Want real journalism experience?

Apply to be a writer!

Hottest image of the week!

  • resblvckcorrespondent

Black Dickinsonians Greatly Sympathize with White Guys being Generalized for First Time

Updated: Feb 9, 2019

Author’s Note: As the newest black member of Testing Newsdays I am proud to follow the oldest black tradition there is: Filling the obligation to speak in all things racial. Didn’t realize I’d get called to duty so soon. Happy to be here.

After the dropping of the Dickinsonian’s latest stirring opinion piece, Black Dickinsonians first concerns were making sure all the white guys were feeling okay. Aware of the brutal oppression the white males had faced over the last 24 hours, Black Dickinsonians knew they had no choice but to intervene.

Black students from the Dickinson community were quick to jump to the aid of the white student body after catching wind of this debacle, recognizing the unorthodox parallel between this incident and the profiling they have endured their entire lives. “They had their humanity and individuality stripped away by a Dickinsonian article, it hurts,” said Alex, a junior Math and Philosophy double major, “I’ve been stopped by DPS and asked if I’m a student here because I ‘fit a description’, every time a white lady reports feeling unsafe, so like, I totally get it. Definitely the same thing.” Such an obvious parallel struggle, it simply can’t be ignored.

The Black Student Union has reportedly called an emergency meeting to discuss how to help the white guys of Dickinson, as they cross into the realm of being judged solely on their outward appearance.

BSU President, Jasmine Lane, who first experienced being generalized in 2nd grade when her teacher never failed to mix up her and the only other black girl in the class, and yet somehow managed to keep Evan, Ethan, and Eric straight, said, “We feel as a group extremely experienced in the art of being stereotyped it’s our duty to hold white guys’ hands through this, because like always, this is about them and how they feel.”

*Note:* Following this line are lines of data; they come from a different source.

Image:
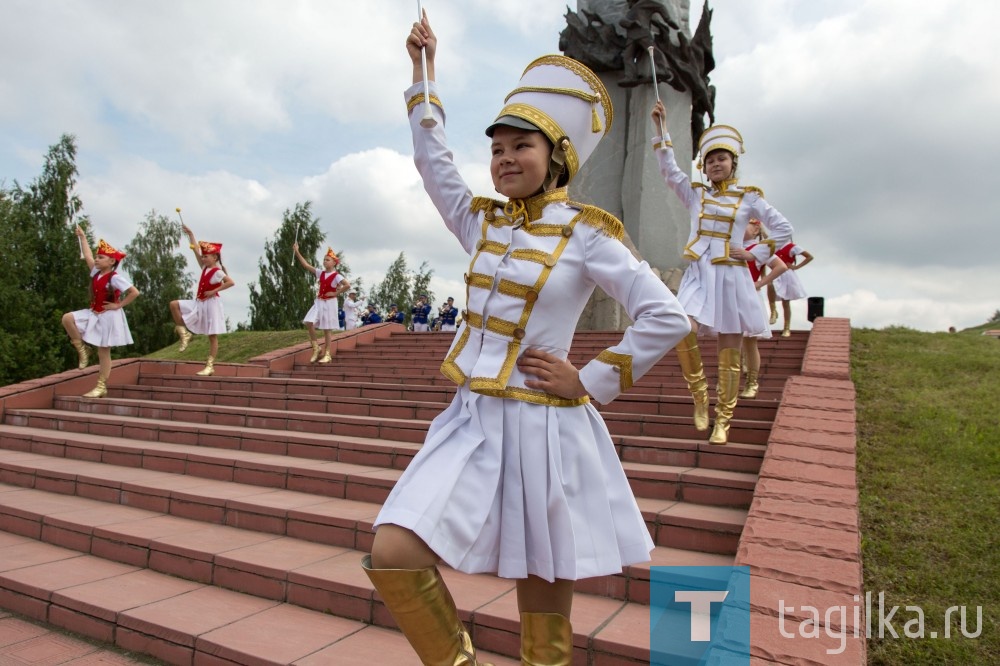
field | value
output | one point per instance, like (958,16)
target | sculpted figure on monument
(593,42)
(646,23)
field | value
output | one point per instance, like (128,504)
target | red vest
(326,284)
(786,254)
(752,264)
(204,283)
(99,293)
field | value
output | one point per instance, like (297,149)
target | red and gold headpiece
(104,248)
(207,247)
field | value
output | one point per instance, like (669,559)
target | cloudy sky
(870,125)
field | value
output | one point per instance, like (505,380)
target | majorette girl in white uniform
(324,313)
(788,287)
(103,324)
(716,290)
(519,475)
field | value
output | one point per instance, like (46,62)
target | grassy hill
(929,481)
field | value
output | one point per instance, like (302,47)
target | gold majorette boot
(425,612)
(209,368)
(98,391)
(546,640)
(752,387)
(725,394)
(184,335)
(694,373)
(81,348)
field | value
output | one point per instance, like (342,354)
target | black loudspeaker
(815,304)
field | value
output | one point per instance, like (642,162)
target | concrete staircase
(222,520)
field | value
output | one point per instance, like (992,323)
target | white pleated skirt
(722,299)
(517,489)
(204,317)
(323,315)
(103,329)
(788,286)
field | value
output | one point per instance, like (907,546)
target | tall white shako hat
(716,137)
(565,100)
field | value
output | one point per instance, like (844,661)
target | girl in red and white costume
(758,253)
(103,324)
(204,315)
(788,287)
(323,314)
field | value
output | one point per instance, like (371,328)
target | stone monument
(612,37)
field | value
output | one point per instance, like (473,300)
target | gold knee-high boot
(725,394)
(546,640)
(81,349)
(694,373)
(100,390)
(209,368)
(185,336)
(425,612)
(752,386)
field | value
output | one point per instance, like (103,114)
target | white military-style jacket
(719,214)
(534,265)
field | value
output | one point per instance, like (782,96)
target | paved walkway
(23,642)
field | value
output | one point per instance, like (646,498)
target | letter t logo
(701,610)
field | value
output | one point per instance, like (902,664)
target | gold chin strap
(557,163)
(515,211)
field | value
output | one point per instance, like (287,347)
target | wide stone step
(180,621)
(751,424)
(313,575)
(363,399)
(349,480)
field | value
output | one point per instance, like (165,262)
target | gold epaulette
(600,219)
(484,205)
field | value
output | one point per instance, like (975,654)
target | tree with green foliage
(422,283)
(402,286)
(284,292)
(44,274)
(158,271)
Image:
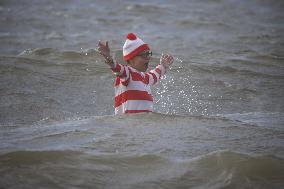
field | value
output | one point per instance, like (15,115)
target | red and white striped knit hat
(133,46)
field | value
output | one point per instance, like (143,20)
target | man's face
(141,61)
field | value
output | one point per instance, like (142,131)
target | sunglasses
(147,54)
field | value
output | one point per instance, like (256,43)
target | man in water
(133,83)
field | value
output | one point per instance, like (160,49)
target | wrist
(109,61)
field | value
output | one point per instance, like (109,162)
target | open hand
(166,60)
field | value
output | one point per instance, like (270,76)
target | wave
(219,169)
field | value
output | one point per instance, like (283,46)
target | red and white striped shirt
(133,88)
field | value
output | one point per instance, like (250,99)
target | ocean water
(218,118)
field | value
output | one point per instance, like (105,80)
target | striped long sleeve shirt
(133,88)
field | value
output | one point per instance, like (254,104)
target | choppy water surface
(219,110)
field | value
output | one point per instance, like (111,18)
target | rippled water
(219,110)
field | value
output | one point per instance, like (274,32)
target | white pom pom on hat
(133,46)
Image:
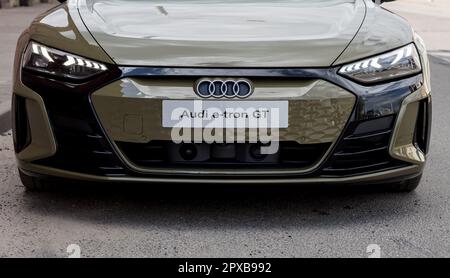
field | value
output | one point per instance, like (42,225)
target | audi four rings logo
(219,88)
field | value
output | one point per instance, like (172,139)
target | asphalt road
(212,221)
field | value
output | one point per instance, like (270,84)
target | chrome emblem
(228,88)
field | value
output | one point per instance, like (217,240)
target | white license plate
(225,114)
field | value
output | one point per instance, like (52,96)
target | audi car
(221,92)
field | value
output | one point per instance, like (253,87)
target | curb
(5,116)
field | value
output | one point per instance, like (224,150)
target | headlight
(57,63)
(398,63)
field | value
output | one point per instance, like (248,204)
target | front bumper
(380,132)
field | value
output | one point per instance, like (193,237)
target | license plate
(225,114)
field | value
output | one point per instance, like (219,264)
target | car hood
(211,33)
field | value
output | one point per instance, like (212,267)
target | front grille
(81,145)
(21,128)
(364,149)
(422,131)
(215,156)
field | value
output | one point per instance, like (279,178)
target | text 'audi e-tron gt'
(208,91)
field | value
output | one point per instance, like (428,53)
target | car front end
(94,93)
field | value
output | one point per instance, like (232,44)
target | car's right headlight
(53,62)
(395,64)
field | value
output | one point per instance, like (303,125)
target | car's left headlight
(49,61)
(398,63)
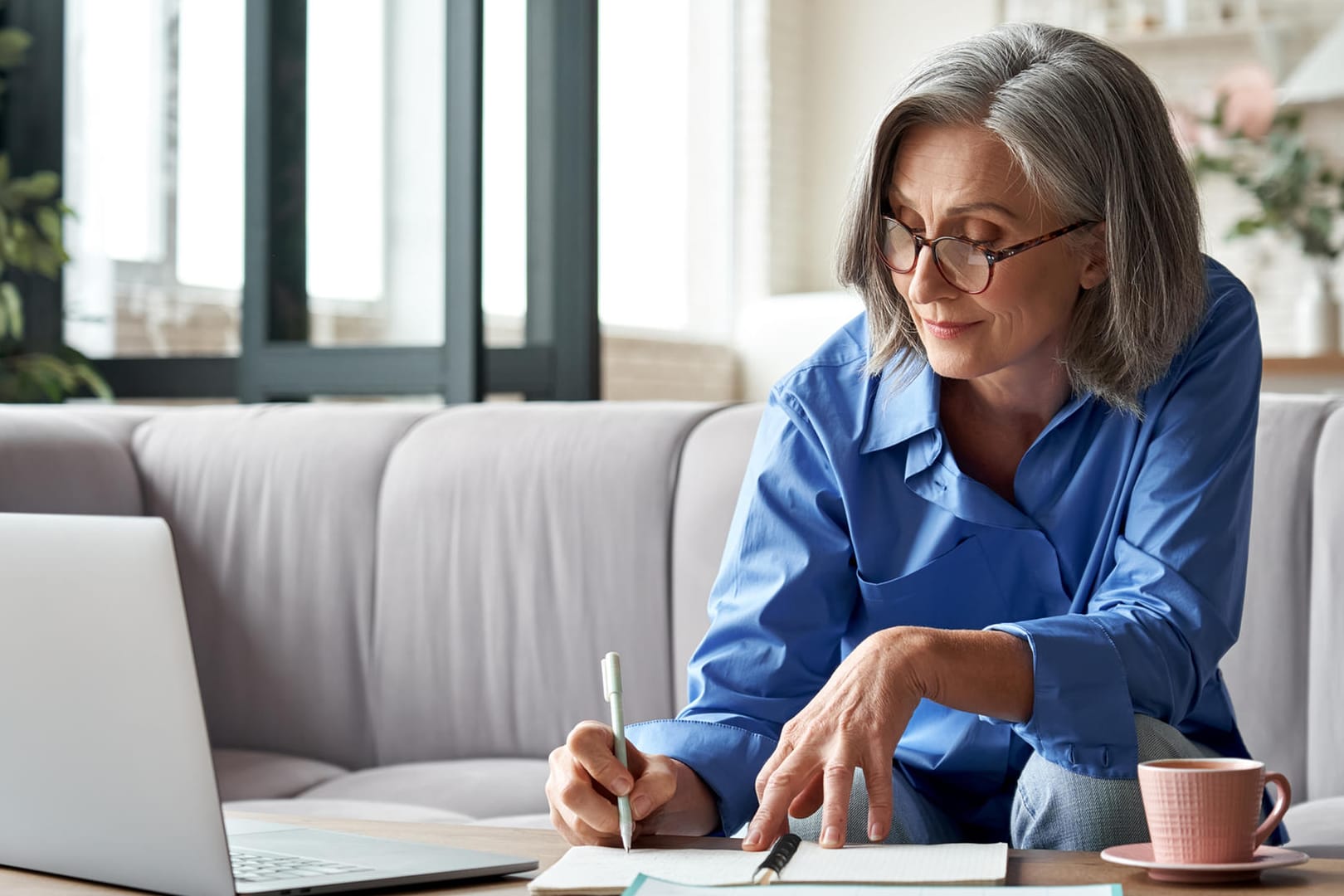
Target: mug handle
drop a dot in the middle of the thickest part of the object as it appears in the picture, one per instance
(1285, 796)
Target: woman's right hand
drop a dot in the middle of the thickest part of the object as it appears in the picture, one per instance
(587, 778)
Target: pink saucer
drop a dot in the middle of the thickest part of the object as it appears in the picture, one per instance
(1142, 856)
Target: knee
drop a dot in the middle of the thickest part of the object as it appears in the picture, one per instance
(1059, 809)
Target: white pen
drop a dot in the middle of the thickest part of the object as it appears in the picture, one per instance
(611, 691)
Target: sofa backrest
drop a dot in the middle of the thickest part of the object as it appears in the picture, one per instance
(516, 547)
(371, 585)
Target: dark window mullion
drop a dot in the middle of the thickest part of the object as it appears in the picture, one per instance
(464, 351)
(34, 134)
(562, 191)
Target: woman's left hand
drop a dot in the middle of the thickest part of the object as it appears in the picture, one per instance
(855, 720)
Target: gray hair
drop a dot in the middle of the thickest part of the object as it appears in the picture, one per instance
(1094, 141)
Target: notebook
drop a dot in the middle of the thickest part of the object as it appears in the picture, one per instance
(652, 887)
(605, 869)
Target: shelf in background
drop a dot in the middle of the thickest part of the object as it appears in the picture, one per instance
(1324, 364)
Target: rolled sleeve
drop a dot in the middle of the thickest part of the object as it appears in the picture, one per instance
(1149, 638)
(1083, 718)
(737, 757)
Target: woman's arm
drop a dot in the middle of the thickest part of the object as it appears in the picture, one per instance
(1149, 637)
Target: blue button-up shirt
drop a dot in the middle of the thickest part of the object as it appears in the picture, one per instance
(1121, 562)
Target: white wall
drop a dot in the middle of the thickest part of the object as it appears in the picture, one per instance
(849, 58)
(834, 66)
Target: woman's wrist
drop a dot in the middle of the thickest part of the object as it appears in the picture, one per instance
(693, 811)
(983, 672)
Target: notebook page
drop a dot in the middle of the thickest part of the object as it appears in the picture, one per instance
(650, 887)
(879, 864)
(605, 869)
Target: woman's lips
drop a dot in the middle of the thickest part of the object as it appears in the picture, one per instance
(947, 331)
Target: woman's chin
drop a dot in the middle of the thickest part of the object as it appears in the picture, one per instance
(955, 366)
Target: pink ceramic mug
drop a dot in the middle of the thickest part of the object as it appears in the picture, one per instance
(1205, 811)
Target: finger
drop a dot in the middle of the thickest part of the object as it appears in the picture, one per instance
(655, 785)
(582, 805)
(592, 837)
(877, 774)
(776, 759)
(593, 747)
(784, 783)
(808, 801)
(838, 782)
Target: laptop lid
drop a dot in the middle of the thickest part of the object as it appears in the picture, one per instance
(105, 761)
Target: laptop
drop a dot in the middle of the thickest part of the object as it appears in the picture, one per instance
(105, 767)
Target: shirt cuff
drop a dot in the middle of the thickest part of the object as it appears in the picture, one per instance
(1082, 718)
(726, 758)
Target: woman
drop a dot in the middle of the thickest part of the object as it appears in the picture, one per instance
(992, 538)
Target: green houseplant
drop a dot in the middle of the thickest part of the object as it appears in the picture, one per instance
(32, 215)
(1298, 195)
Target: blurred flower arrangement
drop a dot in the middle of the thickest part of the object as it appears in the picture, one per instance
(1246, 137)
(32, 217)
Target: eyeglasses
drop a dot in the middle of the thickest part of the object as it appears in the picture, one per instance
(964, 264)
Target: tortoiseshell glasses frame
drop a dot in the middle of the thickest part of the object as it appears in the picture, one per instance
(893, 227)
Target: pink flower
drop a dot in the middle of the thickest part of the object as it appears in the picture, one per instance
(1249, 102)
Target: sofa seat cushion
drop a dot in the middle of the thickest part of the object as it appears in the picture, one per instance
(362, 809)
(251, 774)
(1317, 828)
(476, 787)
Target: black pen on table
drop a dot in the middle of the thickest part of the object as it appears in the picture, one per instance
(780, 855)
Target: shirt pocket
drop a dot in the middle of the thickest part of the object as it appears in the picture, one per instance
(955, 590)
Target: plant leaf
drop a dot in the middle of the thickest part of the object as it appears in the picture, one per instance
(95, 382)
(14, 47)
(12, 306)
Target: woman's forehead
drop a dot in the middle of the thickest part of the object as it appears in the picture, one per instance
(956, 167)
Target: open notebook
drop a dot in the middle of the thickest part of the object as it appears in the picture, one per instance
(604, 869)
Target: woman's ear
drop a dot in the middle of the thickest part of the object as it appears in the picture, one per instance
(1096, 269)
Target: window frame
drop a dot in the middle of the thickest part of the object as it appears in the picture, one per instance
(561, 356)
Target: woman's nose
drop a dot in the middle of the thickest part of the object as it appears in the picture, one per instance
(926, 281)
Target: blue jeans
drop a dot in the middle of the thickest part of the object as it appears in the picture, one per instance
(1053, 809)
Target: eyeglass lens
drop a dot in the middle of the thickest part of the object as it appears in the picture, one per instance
(964, 265)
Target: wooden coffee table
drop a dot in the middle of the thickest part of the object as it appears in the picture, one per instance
(1317, 878)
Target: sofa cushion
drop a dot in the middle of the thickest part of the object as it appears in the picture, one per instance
(1326, 670)
(363, 809)
(63, 461)
(1266, 668)
(273, 518)
(251, 774)
(475, 787)
(713, 465)
(1317, 828)
(515, 547)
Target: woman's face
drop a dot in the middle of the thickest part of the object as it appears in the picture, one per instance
(962, 182)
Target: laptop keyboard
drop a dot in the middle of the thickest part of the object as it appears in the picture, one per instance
(253, 865)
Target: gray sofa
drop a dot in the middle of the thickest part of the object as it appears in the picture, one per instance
(398, 611)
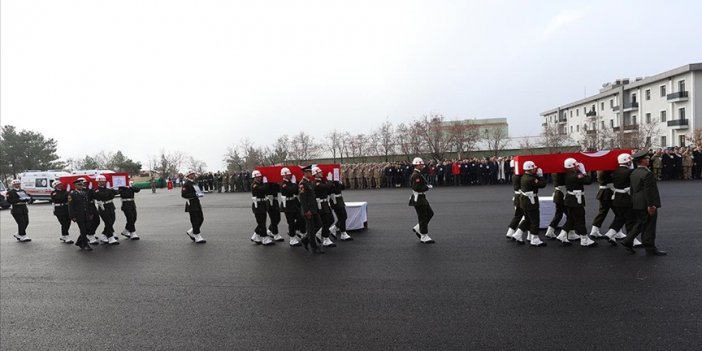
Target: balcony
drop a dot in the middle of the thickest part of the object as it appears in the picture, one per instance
(676, 97)
(679, 123)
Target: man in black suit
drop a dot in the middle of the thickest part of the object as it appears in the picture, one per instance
(646, 201)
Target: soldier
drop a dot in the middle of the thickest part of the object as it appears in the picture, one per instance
(576, 178)
(604, 196)
(104, 198)
(646, 201)
(259, 207)
(419, 201)
(79, 211)
(129, 209)
(530, 183)
(19, 198)
(59, 197)
(290, 205)
(308, 203)
(192, 193)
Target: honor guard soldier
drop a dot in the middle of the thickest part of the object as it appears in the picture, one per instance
(19, 198)
(259, 197)
(322, 190)
(576, 178)
(646, 201)
(79, 210)
(419, 201)
(308, 203)
(59, 197)
(531, 182)
(290, 205)
(192, 193)
(339, 207)
(104, 198)
(129, 209)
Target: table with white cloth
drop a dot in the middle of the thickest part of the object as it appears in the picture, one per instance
(357, 213)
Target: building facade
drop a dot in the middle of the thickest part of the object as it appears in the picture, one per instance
(658, 111)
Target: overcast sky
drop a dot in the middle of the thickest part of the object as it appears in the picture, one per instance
(198, 76)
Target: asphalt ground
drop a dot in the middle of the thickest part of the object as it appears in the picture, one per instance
(383, 291)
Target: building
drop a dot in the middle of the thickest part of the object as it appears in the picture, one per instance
(658, 111)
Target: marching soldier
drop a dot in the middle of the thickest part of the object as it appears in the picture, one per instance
(419, 202)
(308, 202)
(576, 178)
(192, 193)
(129, 209)
(104, 198)
(19, 198)
(79, 210)
(59, 197)
(290, 205)
(646, 201)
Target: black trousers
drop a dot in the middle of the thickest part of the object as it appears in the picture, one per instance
(646, 226)
(22, 220)
(129, 209)
(260, 223)
(605, 205)
(576, 220)
(341, 216)
(424, 215)
(196, 219)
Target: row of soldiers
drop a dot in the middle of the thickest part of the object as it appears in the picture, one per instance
(631, 193)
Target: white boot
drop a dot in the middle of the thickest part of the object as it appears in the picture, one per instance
(536, 241)
(551, 233)
(328, 243)
(425, 239)
(586, 241)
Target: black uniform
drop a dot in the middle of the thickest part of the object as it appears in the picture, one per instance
(259, 206)
(19, 198)
(575, 184)
(419, 201)
(60, 200)
(192, 193)
(104, 198)
(129, 206)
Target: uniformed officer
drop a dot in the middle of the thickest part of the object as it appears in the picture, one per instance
(308, 203)
(259, 207)
(104, 198)
(530, 183)
(59, 197)
(419, 201)
(192, 193)
(646, 201)
(19, 198)
(79, 210)
(290, 205)
(129, 209)
(576, 178)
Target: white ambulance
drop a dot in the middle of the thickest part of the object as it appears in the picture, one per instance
(38, 183)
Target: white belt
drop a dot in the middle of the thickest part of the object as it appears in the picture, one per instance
(578, 195)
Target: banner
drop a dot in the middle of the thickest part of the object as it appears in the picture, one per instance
(605, 160)
(272, 173)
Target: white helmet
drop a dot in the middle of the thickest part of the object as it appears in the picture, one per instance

The organization has begun planning a series of workshops titled “So Now All of a Sudden Race Matters”. Drawing on BSU members experiences of being followed around in stores, asked to speak on behalf of all black people on matters of race, having white women clutch their purses when they walk by, being told they’re pretty for a ‘black girl’ or 'surprisingly articulate', and countless other covert and overt racist acts normalized by years of systemic oppression and racism reflective of years of systematic marginalization, the BSU hopes to workshops will be a fun ways to gently introduce white guys to their new way of life. With luck, the exec board hopes its workshops can be completed in an afternoon, as to not take up too much of the white guys’ time.

Yet while the majority of the Black community has been sympathetic, there are a few outliers who believe these white men are “just playing the race card.” One of these voices, a BSU member, Shawn, offered, “Honestly, they need to toughen up. If I sneeze next to a police officer I’ll get eight warning shots in my back. If this is the worst thing that’s happened to you because of your race and gender in the past week you’re lucky.”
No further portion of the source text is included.